The process, however, coincides with a spike in violence in the country and mutual accusations of an increase in assaults by the Taliban and Afghan government forces.
On Thursday, the Defense Ministry said it was probing a video circulating on social media showing men in army uniforms mutilating the bodies of purported Taliban fighters.
The UN requested that the incident be investigated. It remains unclear when and where it took place.
The Taliban, in a statement, said the bodies of their fighters were mutilated in the Arghandab district of the Zabul province.
Concerns are rising that similar acts of violence will further delay the peace process.
“Let us hope that this video does not become part of revenge-taking between the two sides and affect the process of peace. It is really unfortunate,” analyst Shafiq Haqpal told Arab News.

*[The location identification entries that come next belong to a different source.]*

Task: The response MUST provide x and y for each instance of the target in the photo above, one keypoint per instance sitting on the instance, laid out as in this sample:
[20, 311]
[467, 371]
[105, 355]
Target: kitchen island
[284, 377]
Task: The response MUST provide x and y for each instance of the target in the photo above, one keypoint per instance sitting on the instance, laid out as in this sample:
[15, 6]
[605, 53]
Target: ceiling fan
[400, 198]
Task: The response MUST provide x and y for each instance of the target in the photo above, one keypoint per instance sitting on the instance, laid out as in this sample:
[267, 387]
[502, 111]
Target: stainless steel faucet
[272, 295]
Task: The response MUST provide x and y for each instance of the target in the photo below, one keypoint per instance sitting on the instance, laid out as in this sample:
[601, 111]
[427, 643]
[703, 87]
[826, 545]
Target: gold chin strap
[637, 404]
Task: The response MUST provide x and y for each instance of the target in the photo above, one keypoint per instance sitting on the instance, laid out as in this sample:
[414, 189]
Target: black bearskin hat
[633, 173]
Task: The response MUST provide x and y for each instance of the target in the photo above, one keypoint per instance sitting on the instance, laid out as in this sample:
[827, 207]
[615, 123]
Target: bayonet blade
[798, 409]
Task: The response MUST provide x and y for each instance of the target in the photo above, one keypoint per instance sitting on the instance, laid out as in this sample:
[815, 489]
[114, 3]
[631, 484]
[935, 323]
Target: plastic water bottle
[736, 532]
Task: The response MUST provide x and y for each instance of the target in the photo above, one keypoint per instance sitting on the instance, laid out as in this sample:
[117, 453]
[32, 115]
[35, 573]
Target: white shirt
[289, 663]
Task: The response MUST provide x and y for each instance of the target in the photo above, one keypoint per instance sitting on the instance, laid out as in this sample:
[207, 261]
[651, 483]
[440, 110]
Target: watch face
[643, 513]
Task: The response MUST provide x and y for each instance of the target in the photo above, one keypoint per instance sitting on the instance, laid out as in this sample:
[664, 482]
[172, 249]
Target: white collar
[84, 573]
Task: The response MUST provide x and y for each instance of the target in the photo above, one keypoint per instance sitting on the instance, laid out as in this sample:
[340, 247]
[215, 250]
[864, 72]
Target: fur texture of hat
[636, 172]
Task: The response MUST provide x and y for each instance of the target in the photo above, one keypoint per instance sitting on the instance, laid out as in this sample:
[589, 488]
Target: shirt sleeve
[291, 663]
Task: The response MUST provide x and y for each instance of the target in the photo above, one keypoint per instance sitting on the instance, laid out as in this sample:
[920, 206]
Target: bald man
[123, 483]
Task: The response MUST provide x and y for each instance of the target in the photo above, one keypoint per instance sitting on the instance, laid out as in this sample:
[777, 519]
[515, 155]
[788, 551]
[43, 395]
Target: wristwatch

“As the violence continues, we see more brutal and shocking tactics from the sides and examples of revenge-taking, and that is very worrying and impacts any trust in a peace process,” Shaharzad Akbar, the chief of Afghanistan’s Independent Human Rights Commission, said in a Twitter post on Thursday.
“It is on the leadership of the two sides to have clear messages to their fighters to avoid war crimes and actions that further the instinct for revenge that will make the reconciliation that should come out of a peace process difficult,” she added.